Na poesia foi sempre assim, o dizer alguma coisa para iluminar outra — sem jamais perder de vista a força cortante das metáforas, porque faca igual não existe. Na MPB, Chico é um totem incontornável, carbono do que somos ou um dia imaginávamos ser, apesar da acidez atual. Na prosa é diferente. A literatura de Chico Buarque, desde Estorvo (1991) até O Irmão Alemão (2014), em cinco romances, segue outra estrada, como se o autor estivesse farto do Chico dos discos e dos shows, cansado de levar o mundo nos ombros, pela razão e pela emoção (a exceção que confirma a regra, avant la lettre, foi Fazenda Modelo, de 1974, uma Revolução dos Bichos ao avesso, evidentemente atrelada aos nós do cotidiano). Na literatura, Chico foi sempre mais frio, mais distante, narrador razoavelmente apartado de seus temas. Não que o desencanto e o pessimismo nas letras dos anos 1970 e 1980 já não antecipassem o que culminaria com Estorvo (“vinha nego humilhado / vinha morto-vivo / vinha flagelado / de tudo que é lado / vinha um bom motivo pra te esfolar”, de Não Sonho Mais, do álbum Vida, de 1980). Para o editor e escritor Tiago Ferro, autor de O Pai da Menina Morta, romance finalista do Prêmio Jabuti, estudioso da obra literária de Chico Buarque, “as canções já eram insuficientes para captar aquele momento histórico, para mostrar no que havia dado a longa noite da ditadura, um país violento, perverso e aparentemente sem saída”. E Chico foi pousar nas estantes.
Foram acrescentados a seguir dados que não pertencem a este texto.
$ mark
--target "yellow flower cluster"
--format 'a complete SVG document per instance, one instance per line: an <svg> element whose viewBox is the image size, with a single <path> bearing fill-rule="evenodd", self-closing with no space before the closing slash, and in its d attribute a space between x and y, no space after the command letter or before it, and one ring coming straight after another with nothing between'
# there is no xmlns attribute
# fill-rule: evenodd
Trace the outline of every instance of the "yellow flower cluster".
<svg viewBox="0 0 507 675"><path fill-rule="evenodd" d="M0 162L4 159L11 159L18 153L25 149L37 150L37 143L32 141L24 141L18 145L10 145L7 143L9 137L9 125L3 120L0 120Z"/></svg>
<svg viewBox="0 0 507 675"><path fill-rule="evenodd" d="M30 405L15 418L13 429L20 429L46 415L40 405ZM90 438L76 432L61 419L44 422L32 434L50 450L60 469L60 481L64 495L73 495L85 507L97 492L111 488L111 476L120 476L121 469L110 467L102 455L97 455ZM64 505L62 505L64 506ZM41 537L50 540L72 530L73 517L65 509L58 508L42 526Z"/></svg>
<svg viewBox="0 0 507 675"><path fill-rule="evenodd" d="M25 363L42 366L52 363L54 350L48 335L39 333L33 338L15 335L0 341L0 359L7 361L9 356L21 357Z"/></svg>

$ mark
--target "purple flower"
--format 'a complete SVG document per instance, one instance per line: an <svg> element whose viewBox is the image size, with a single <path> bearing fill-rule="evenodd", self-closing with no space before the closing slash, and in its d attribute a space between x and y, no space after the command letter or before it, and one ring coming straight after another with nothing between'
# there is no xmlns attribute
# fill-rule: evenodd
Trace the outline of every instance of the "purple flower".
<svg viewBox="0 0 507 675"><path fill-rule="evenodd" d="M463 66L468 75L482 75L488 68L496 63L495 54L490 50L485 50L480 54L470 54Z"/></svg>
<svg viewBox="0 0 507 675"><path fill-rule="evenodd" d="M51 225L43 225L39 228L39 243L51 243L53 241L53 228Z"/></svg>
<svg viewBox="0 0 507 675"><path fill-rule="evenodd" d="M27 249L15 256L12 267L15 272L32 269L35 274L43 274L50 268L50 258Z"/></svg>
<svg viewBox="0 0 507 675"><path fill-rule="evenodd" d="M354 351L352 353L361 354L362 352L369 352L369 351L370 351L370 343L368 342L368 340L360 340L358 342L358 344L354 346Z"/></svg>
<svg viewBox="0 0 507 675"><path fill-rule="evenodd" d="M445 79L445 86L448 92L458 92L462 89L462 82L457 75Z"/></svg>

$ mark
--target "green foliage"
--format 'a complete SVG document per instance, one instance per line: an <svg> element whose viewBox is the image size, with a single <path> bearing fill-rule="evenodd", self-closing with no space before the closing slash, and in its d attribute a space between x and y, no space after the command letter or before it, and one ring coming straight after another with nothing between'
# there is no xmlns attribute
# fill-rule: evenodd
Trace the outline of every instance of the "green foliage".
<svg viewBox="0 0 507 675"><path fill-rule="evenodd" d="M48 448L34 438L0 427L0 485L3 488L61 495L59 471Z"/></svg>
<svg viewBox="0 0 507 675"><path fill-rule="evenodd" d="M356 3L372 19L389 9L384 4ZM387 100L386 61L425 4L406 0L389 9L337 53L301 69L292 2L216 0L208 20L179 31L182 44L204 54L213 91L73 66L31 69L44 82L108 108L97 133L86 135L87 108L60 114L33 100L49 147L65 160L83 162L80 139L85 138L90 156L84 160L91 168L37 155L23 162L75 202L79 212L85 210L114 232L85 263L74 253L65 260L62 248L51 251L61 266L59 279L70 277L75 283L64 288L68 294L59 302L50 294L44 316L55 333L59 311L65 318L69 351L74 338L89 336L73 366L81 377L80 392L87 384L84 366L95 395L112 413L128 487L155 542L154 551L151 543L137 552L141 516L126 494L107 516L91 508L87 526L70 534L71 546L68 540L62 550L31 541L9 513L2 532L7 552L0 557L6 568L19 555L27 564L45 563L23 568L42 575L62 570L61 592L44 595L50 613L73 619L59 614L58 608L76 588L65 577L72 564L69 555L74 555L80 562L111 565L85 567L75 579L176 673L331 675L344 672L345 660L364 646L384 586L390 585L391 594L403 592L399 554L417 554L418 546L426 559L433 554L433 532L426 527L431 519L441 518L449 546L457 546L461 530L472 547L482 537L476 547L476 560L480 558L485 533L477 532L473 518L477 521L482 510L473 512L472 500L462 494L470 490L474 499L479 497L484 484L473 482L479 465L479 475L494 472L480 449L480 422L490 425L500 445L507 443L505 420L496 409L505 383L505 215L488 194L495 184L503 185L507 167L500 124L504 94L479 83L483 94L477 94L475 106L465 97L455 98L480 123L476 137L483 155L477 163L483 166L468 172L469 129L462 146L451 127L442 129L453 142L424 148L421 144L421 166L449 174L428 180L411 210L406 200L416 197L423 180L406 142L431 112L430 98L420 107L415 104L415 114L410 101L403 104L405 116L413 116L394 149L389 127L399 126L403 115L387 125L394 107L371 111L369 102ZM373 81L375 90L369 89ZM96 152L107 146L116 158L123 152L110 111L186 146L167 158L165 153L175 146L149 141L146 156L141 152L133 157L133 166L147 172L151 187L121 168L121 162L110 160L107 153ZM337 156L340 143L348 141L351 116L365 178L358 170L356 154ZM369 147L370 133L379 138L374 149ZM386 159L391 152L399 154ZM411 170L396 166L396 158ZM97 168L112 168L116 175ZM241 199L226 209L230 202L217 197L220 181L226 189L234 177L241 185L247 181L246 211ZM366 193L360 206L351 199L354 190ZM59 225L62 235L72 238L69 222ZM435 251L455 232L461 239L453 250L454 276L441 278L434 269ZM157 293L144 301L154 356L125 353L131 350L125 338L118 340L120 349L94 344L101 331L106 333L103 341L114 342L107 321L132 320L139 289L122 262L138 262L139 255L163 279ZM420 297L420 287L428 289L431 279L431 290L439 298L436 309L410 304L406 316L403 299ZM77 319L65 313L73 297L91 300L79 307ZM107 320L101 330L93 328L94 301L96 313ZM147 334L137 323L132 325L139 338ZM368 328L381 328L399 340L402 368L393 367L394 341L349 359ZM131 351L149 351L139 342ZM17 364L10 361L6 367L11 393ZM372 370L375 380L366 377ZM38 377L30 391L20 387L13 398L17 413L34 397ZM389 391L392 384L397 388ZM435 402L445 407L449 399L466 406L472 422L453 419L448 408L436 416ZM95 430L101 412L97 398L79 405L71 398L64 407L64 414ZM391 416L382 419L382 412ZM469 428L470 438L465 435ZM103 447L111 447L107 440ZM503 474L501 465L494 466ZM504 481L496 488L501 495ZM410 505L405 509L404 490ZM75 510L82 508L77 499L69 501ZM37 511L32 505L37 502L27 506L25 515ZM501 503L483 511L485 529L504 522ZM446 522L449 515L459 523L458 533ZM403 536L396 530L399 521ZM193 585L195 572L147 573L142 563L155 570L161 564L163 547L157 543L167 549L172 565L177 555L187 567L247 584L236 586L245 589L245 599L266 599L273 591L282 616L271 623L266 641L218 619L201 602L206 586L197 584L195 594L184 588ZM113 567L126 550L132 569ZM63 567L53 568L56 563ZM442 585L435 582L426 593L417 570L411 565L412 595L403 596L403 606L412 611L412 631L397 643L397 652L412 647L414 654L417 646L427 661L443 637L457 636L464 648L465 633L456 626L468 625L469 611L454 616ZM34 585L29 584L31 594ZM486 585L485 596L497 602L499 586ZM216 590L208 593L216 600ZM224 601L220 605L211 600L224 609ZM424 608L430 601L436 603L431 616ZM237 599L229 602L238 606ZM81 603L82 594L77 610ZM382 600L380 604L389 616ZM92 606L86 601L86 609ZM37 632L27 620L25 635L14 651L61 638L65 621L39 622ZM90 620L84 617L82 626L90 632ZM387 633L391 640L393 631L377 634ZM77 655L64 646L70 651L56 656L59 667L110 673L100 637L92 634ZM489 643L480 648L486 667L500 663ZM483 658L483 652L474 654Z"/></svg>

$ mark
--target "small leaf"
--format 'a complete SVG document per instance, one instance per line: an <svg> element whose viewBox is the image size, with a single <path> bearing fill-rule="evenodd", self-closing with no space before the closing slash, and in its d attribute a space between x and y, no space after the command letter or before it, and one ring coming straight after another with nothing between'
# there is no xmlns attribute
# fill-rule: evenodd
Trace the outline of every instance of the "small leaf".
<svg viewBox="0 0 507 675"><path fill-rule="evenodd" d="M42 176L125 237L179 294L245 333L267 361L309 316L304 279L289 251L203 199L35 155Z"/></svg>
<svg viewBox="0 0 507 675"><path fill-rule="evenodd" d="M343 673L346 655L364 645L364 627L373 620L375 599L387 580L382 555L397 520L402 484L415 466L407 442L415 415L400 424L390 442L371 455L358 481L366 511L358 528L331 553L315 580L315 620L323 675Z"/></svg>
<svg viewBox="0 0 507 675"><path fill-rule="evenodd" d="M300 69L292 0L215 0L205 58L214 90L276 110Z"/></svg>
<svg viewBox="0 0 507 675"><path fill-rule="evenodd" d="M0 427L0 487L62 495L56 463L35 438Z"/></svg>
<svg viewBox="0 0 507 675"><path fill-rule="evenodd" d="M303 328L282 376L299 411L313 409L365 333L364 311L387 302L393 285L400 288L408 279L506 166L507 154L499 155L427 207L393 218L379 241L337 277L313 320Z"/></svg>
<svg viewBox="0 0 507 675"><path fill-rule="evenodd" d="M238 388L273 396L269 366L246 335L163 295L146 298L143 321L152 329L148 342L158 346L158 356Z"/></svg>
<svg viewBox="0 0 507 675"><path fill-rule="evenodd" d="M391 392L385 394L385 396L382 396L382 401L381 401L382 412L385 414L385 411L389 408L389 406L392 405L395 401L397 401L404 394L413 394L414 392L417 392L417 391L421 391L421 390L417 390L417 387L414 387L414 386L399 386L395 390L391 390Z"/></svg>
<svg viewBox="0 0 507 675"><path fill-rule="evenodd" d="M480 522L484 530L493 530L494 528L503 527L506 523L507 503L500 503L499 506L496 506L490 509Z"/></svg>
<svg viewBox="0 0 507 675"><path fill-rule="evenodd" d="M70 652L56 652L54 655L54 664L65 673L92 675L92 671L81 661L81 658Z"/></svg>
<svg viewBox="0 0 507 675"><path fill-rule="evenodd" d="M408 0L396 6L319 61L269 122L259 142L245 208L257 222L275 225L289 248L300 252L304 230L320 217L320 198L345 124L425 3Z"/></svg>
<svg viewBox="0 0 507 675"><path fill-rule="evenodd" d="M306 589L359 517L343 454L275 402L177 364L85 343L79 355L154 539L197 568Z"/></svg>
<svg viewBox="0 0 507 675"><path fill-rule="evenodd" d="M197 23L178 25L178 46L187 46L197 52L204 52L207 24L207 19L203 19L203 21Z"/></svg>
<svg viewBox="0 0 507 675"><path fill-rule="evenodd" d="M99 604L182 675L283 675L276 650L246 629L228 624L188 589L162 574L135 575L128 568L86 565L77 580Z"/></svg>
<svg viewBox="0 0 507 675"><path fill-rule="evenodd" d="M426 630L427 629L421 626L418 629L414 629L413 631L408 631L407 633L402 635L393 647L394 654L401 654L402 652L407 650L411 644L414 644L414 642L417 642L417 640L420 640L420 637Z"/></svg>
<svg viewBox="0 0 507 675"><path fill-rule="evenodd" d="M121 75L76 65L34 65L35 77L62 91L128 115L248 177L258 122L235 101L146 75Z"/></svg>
O desencanto e o pessimismo nas letras das canções dos anos 1970 e 1980 já antecipavam o que culminaria na literatura
Essa Gente, que chega às livrarias na quinta-feira 14, é um excelente romance colado a um diário, com anotações, mensagens enviadas e recebidas, entre dezembro de 2016 e setembro de 2019, atalho para o Brasil do aqui e agora. Apesar de o recorte parecer óbvio, o tempo em que uma presidente foi impedida, um ex-presidente foi preso e o Brasil caiu nas mãos de um saudosista do autoritarismo, cujo filho defende o retorno do AI-5, nada em suas páginas é evidente. O que vale, como nas canções, são as coisas não ditas. Não se busque em Essa Gente um corolário das mazelas do Brasil, um manual de ódio para quem não gosta de Chico, desde que ele passou a ser xingado porque nunca recuou de suas convicções; ou um mapa de adoração para quem o põe no pedestal dos intocáveis. Não se espere um panfleto, apenas porque empurraram Chico para um canto da guerra política, o que inclui apoio incondicional a Dilma Rousseff e Lula. O livro tem nuances mais inteligentes. É um delicado (e invariavelmente cômico, embora descrente) relato, apesar da aspereza, a impor reflexão em torno do Brasil rachado ao meio — o estúpido fosso social, os vãos ideológicos, tudo aquilo que nos trouxe até aqui. É como se os personagens de Essa Gente dissessem: “Preste atenção”, eis o Brasil como ficou. Ou então: em que momento o vaso trincou a ponto de uma certa unanimidade nacional — o próprio Chico — agora ser encurralado nas ruas por gente que pensa diferente?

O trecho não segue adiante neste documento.